1. The term “party” will refer to either the Ceding Company or Allianz Life as appropriate.
2. The terms used in this Article are defined by reference to Regulation 1.848-2 in effect December 1992.
3. The party with the net positive consideration for this agreement for each taxable year will capitalize specified policy acquisition expenses with respect to this agreement without regard to the general deductions limitation of Section 848 (c)(1).
4. Both parties agree to exchange information pertaining to the amount of net consideration under this agreement each year to ensure consistency or as otherwise required by the Internal Revenue Service.
5. Allianz Life will submit a schedule to the Ceding Company by April 1, of each year of its calculation of the net consideration for the preceding calendar year. This schedule of calculations will be accompanied by a statement stating that Allianz Life will report such net consideration in its tax return for the preceding calendar year.
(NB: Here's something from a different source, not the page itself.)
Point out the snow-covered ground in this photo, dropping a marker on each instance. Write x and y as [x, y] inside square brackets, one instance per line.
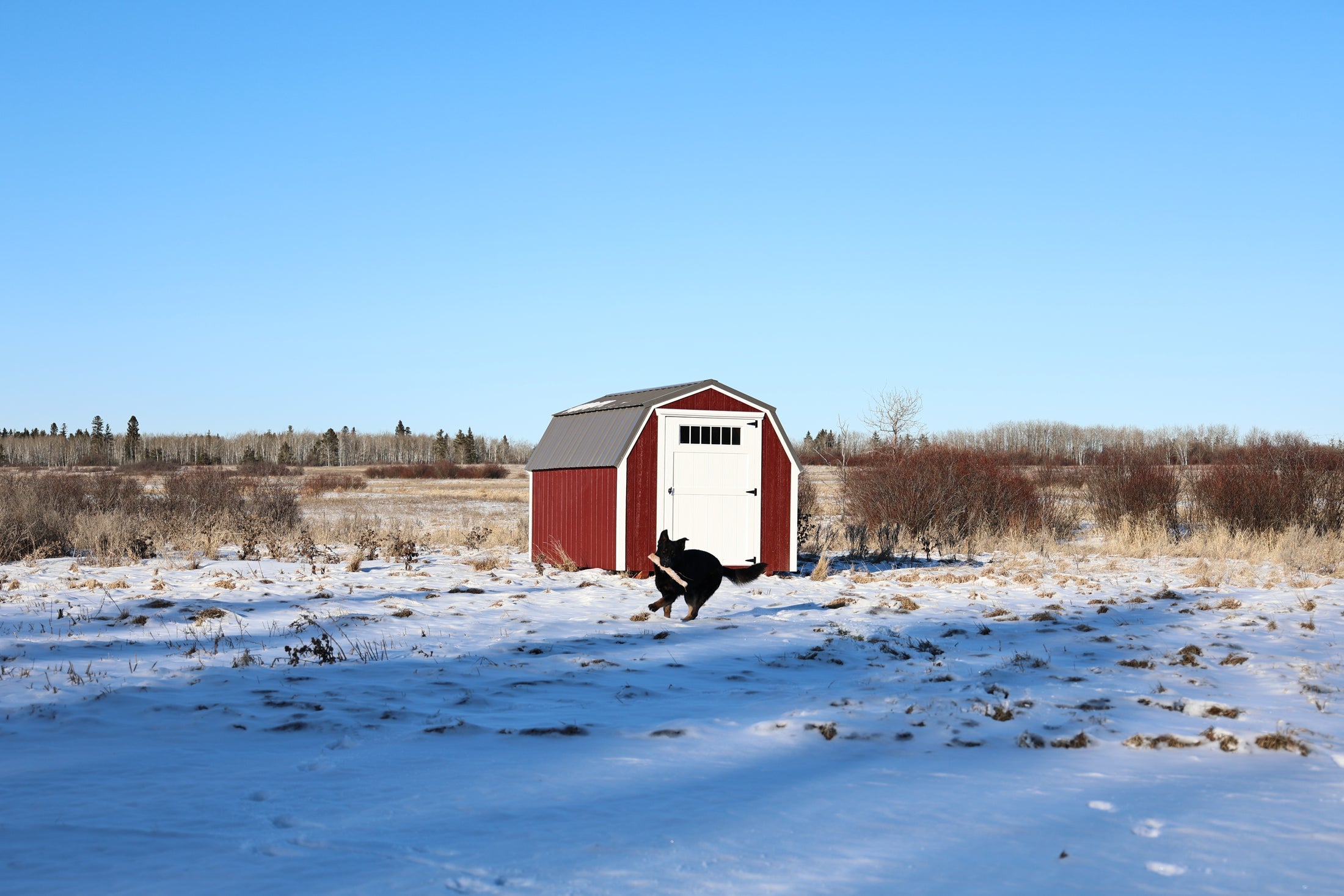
[542, 735]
6. The Ceding Company may contest such calculation by providing an alternative calculation to Allianz Life by May 1, of the year following the end of the taxable year. If the Ceding Company does not notify Allianz Life by May 1, the net considerations reported in the respective tax returns will be the value as defined in Item 5 above.
7. If the Ceding Company contests Allianz Life’s calculation of the net consideration, the parties will act in good faith to reach an agreement on the correct amount within thirty (30) days of the date the Ceding Company submits its alternative calculation. If the Ceding Company and Allianz Life reach agreement on an amount of the net consideration, each party shall report such amount in their respective tax returns for the previous calendar year.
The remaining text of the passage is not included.